Dans son livre The Audacity of Hope, le candidat Obama s’arrêtait sur le «tumulte des années 60», inauguré par la lutte pour les droits civiques des Noirs. Dans la brèche alors ouverte dans l’ordre social américain, allaient s’engouffrer – génératrices de désordre, de provocations et de violences – les manifestations contre la guerre du Vietnam et les revendications d’un nombre croissant d’«intrus» : «Féministes, Latinos, hippies, Black Panthers, mères subsistant grâce aux allocations sociales, homosexuels, […] tous exigeant une place à table et une part du gâteau.» Des affirmations nouvelles qui, accompagnées du parfum sulfureux de la contre-culture (sexe, drogue…), finirent par être interprétées comme autant d’attaques contre les valeurs de l’Amérique traditionnelle : «La famille, la religion, le drapeau, et, pour certains au moins, les privilèges des Blancs.»
«Les privilèges des Blancs»… Ce fut bien là le changement le plus considérable : un élargissement du corps social américain, qui dut alors pleinement intégrer ses minorités, dont l’immense minorité noire jusque-là insondablement méprisée.

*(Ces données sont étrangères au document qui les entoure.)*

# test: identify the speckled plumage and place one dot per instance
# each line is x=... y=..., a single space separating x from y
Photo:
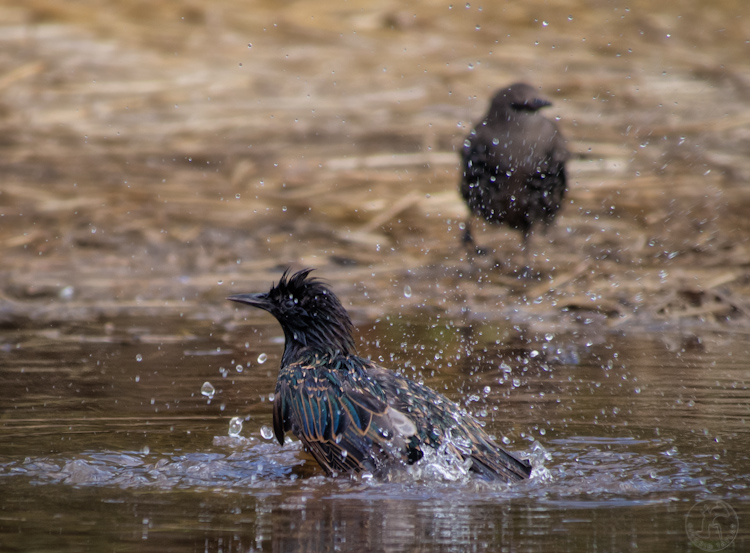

Le jeu des solidarités économiques et sociales à l’intérieur du pays s’en trouvait transformé. Avant, quand on acceptait de voir une part de ses revenus redistribuée, c’était d’une certaine façon entre vieilles connaissances blanches. Désormais au sein de la Great Society lancée en 1964 par le président Johnson, il fallait partager avec des «personnes colorées» et toute une faune improbable…
Une nouvelle ligne de fracture politique se dessinait, qui n’allait pas tarder à se prolonger de l’autre côté de l’Atlantique. Dans une Europe post-coloniale qui s’était ouverte à l’immigration économique, la figure de l’«étranger indésirable» émergea progressivement, contribuant ici aussi à nourrir la défiance vis-à-vis des mécanismes redistributifs, favorisant la diffusion d’un discours de plus en plus dur envers les «assistés». En réalité, dans beaucoup de pays européens, le terrain était prêt pour des politiques antifiscalistes.
Il faut donc inverser la relation de causalité. Ce n’est pas parce qu’il y a la crise qu’on se replie sur sa communauté, comme pour se protéger. Mais c’est parce que la communauté majoritaire – «blanche» – s’est repliée sur elle-même qu’il y a cette crise.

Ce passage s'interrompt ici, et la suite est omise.